No requerimento, o Novo aponta indícios de que Gonet seria destinatário de interlocuções envolvendo o esquema investigado. Segundo o partido, o núcleo criminoso do Master teria procurado o PGR e seus familiares para ampliar a influência do grupo. As mensagens constam em relatório da Polícia Federal, enviado ao ministro André Mendonça, do Supremo Tribunal Federal (STF).
Durante o procedimento, Gonet terá direito a explicar as citações que o envolvem. Ao final, o caso será levado ao plenário do Conselho, que decidirá sobre medidas disciplinares — entre elas a possibilidade, a depender da avaliação sobre a gravidade, de afastamento do cargo. O episódio também atravessa o Supremo: Mendonça pediu que o tema fosse discutido em plenário por citar o ministro Alexandre de Moraes.
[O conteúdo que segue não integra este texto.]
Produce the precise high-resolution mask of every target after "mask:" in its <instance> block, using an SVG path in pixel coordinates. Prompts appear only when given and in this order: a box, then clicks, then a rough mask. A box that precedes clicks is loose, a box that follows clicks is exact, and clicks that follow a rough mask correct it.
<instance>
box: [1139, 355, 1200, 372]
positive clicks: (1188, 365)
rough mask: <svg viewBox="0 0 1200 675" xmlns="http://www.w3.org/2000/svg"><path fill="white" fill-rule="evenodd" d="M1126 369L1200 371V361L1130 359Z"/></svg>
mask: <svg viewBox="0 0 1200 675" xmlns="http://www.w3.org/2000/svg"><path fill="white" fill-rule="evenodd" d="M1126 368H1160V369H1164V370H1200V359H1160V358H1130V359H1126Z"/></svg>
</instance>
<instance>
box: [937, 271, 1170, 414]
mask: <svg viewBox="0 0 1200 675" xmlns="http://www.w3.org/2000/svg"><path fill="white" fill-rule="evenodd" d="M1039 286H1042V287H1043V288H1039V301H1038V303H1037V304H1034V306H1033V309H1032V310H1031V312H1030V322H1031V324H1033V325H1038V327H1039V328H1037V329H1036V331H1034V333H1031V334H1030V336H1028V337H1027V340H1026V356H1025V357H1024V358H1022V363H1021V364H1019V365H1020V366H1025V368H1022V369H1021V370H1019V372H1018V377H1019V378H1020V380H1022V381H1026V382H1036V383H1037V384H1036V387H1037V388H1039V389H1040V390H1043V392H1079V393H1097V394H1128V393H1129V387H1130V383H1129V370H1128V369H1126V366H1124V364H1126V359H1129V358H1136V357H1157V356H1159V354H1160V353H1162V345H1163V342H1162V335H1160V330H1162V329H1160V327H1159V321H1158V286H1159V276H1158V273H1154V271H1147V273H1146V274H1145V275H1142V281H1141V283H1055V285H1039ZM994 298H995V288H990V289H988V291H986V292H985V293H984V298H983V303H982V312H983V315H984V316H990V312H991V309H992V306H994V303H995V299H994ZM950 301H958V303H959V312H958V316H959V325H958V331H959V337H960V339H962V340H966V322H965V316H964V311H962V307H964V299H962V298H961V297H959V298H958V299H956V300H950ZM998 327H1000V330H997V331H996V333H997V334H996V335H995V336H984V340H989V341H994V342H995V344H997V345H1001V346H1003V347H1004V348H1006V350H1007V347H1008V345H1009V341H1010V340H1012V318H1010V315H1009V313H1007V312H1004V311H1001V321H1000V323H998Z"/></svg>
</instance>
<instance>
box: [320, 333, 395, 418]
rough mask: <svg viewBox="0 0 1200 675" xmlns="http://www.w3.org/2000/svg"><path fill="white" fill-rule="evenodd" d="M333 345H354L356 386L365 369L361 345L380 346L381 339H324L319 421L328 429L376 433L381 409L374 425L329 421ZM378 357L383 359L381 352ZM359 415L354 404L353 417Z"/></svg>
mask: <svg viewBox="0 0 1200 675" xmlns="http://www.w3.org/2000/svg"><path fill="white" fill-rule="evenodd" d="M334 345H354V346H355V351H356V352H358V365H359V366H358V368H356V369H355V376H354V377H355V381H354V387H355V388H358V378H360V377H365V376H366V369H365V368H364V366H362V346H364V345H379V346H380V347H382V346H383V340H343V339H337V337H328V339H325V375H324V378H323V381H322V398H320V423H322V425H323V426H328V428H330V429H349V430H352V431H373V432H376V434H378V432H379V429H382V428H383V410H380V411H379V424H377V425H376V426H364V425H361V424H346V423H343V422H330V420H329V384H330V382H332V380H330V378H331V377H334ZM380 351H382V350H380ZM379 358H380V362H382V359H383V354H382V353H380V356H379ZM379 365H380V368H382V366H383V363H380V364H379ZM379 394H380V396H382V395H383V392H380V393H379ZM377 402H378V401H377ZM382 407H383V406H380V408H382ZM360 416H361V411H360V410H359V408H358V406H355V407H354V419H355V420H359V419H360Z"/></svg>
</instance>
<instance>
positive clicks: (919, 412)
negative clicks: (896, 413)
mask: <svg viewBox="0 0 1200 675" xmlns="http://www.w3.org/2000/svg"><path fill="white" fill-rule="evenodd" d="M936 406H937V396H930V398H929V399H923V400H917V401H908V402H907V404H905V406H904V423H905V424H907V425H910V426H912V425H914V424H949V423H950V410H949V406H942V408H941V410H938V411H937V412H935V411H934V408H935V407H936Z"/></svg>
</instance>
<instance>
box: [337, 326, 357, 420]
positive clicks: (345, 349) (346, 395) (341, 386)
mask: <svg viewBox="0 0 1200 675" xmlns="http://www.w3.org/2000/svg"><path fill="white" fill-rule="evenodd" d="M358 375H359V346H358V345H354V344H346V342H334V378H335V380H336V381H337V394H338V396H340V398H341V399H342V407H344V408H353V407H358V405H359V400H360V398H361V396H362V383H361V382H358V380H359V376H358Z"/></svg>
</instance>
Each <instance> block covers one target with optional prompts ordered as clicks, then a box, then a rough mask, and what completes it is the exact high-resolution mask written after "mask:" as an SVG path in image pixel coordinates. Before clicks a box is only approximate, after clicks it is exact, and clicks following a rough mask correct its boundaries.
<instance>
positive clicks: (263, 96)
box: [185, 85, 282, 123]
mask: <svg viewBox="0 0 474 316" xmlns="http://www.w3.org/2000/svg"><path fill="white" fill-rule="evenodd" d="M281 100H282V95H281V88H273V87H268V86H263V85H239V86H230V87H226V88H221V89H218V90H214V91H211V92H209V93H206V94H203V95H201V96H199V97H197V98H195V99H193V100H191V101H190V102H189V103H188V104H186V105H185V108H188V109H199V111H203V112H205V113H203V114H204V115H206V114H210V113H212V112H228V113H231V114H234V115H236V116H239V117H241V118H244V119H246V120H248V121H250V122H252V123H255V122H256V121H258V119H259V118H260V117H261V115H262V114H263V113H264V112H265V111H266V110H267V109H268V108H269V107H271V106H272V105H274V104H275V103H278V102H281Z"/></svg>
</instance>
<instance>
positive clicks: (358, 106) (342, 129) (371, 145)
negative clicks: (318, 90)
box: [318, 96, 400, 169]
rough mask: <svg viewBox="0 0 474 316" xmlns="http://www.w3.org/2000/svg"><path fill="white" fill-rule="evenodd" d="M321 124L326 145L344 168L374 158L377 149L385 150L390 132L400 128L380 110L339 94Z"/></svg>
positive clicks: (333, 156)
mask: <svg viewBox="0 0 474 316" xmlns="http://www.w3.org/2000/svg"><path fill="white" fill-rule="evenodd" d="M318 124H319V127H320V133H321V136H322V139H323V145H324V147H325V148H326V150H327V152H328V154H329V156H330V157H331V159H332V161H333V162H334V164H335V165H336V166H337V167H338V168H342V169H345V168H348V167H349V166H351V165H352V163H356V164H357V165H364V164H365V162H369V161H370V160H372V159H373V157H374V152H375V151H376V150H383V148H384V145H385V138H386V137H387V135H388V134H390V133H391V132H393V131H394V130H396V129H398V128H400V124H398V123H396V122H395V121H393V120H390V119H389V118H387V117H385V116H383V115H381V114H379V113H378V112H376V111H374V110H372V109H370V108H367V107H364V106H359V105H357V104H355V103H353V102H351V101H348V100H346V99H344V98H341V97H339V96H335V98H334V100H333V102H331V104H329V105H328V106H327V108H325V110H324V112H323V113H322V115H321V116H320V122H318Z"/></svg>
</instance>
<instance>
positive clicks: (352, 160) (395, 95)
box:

A sequência de fatos acende alerta e amplia desgaste institucional. A movimentação no CSMPF aumenta a pressão sobre o procurador‑geral e complica a narrativa oficial em um momento de tensão no STF, marcado por decisões e contradições entre ministros. A transparência e a celeridade no andamento do procedimento serão decisivas para conter efeitos políticos e institucionais mais amplos.